The Infrastruggle

Some Depressing But Hard Truths About Cloud Storage

Lack of management is at the heart of most cloud storage struggles. So why is it that most of the conversation veers away from that topic?

At IBM's Edge conference in May, I watched a customer, an IT planner for a large financial firm, describe his department's effort to make something out of all of this "software-defined" stuff we've been reading about in the funny papers for the past few months. I listened with great interest as I have been struggling to find anything whatsoever to ground the rampant marketecture in the realm of real-world architecture.

After listening intently for several minutes, it struck me that the fellow kept mixing and matching terminology -- some concepts from clouds, other ideas from virtualization, buzzwords from software-defined -- the kind of meaningless mash-up that seems to float around every discussion of software-defined that I have heard. In addition to being irritating, it seemed like this fellow -- like most of his peers in software-defined -- didn't really want to talk about the underlying problem he is trying to address:  lack of management.

Truth is, we have deployed a lot of server, storage and network technology in the distributed world while paying little or no attention to how we will manage it. According to a Gartner report a couple of years ago, the cost to manage and administer the kit we were deploying was five or six times the cost to acquire and deploy the kit in the first place -- testimony to a lack of unified or standards based monitoring and management hooks in the products that we buy. Those hooks, like open REST APIs that would allow unified cross-platform management of infrastructure components, aren't there vendors say because consumers haven't demanded them (or been willing to pay anything extra for them).

That observation is true for the most part. In repeated seminars that I've conducted, the majority of attendees have told me that "management" wasn't even on the top ten list of criteria used to select storage, network or server equipment. Generally, they were happy with the simplistic and isolated management tool that came with the box.
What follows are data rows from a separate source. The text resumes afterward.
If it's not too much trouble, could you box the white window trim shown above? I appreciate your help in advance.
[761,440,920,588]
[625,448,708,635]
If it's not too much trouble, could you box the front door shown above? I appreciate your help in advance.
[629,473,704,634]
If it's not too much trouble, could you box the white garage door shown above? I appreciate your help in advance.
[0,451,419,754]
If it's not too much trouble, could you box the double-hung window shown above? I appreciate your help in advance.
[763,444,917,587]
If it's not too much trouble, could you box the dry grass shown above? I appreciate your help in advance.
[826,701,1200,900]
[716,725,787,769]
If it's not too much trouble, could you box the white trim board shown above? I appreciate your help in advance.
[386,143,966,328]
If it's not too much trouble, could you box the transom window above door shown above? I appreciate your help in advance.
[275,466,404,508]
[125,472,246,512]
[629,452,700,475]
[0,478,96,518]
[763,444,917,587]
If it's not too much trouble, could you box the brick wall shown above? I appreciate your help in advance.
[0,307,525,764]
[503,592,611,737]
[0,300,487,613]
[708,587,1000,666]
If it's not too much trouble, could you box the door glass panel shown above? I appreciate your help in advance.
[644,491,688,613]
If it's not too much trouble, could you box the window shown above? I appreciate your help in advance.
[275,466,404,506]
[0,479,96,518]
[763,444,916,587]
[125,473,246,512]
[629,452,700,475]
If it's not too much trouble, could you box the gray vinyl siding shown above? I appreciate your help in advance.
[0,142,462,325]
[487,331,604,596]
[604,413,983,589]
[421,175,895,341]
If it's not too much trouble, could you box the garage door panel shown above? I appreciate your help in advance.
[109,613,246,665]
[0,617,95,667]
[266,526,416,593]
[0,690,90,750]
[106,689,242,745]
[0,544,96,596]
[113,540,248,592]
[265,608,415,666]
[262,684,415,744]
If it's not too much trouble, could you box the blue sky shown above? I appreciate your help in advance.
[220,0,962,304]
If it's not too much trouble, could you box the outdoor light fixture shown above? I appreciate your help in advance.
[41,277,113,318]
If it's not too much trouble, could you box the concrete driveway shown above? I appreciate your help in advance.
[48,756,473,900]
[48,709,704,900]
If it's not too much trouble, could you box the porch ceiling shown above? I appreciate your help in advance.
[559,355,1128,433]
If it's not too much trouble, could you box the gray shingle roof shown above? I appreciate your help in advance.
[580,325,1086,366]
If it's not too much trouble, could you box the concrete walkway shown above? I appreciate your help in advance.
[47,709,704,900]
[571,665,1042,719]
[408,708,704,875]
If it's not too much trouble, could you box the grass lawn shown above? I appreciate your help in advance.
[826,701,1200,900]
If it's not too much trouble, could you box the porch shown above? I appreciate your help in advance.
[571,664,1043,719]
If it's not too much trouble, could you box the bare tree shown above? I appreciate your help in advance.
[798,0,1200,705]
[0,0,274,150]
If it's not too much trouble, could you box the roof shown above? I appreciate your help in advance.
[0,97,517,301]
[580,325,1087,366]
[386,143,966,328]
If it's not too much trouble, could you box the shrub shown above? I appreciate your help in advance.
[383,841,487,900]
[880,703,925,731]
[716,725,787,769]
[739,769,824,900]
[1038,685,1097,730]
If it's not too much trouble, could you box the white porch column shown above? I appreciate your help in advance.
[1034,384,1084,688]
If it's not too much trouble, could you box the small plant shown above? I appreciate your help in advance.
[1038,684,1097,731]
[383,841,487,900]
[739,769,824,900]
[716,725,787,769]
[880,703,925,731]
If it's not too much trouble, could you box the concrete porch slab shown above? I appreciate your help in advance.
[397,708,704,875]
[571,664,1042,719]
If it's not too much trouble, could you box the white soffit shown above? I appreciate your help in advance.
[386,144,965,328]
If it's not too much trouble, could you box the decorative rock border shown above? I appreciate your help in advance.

If you think about it, it was the years of neglect of infrastructure management that set the stage for server virtualization. Terrible mismanagement was behind the oft-stated Big Reason for deploying VMware nine or so years ago:  to boost resource utilization efficiency in poorly managed infrastructure. The argument conveniently ignored the fact that Linux servers (and mainframes) typically operated at more than 80 percent efficiency given an excellent management software stack and administrators who knew what they were doing. Without infrastructure management that could scale with infrastructure itself, each hardware acquisition required the hiring of additional IT folk, like that old Xerox commercial describing the failure of a photocopy machine that necessitated the hiring of a room full of monks to copy and illuminate documents by hand.

By their own definition, the culprit behind utilization inefficiency was a lack of management. Only, instead of fixing management deficits, most of those virtualization, cloud, software-defined evangelists seem hell-bent simply on deploying their preferred technology to hide infrastructure mis-management from view. Like unattractive folks turning to plastic surgery to improve their dating opportunities on Friday night, they do not concern themselves with the likely outcome:  ugly kids. Virtualization doesn't change the genetics of the underlying infrastructure, it just masks it from view.

Advocates, like the IBM customer, say they are improving IT management, of course. In one respect, they are speaking some truth, I guess. After all, there is a lot of talk about surfacing "services" (basically value-add services on hardware controllers that vendors charge too much for in storage) or "separating the data layer from the control layer" (same as before, but for network gear) and placing these server, network and storage functions into centralized service pools. This might help to make the value-add services easier to apply to workload. But, these advocates are doing nothing whatsoever to improve the monitoring and management of the plumbing layers down below the services layer -- which is to say, the nagging problem that brought us all to the virtualization table to begin with.

Anyway, after firing both barrels of marketecture-infused rhetoric, the IBM customer tried to get folksy and personal by turning to Disney metaphors. He characterized the folks who did not share his enthusiasm about his software-defined vision as "Eeyores," after the Winnie the Pooh character with depressive personality disorder. Those that embraced his vision enthusiastically, observed the IBM handler, were by contrast, "Tiggers."

Was that a good thing?  I had to wonder, given the Canadian Medical Association's diagnosis of Tigger as a hyperactive ADHD sufferer, likely with a substance abuse problem rivaling that of Toronto's Mayor Ford. Extending the metaphor further, the CMA warns that folks with Tigger personalities tend to be social magnets, but their impulsive natures soon put followers and themselves in danger.

About the Author

Jon Toigo is a 30-year veteran of IT, and the Managing Partner of Toigo Partners International, an IT industry watchdog and consumer advocacy. He is also the chairman of the Data Management Institute, which focuses on the development of data management as a professional discipline. Toigo has written 15 books on business and IT and published more than 3,000 articles in the technology trade press. He is currently working on several book projects, including The Infrastruggle (for which this blog is named) which he is developing as a blook.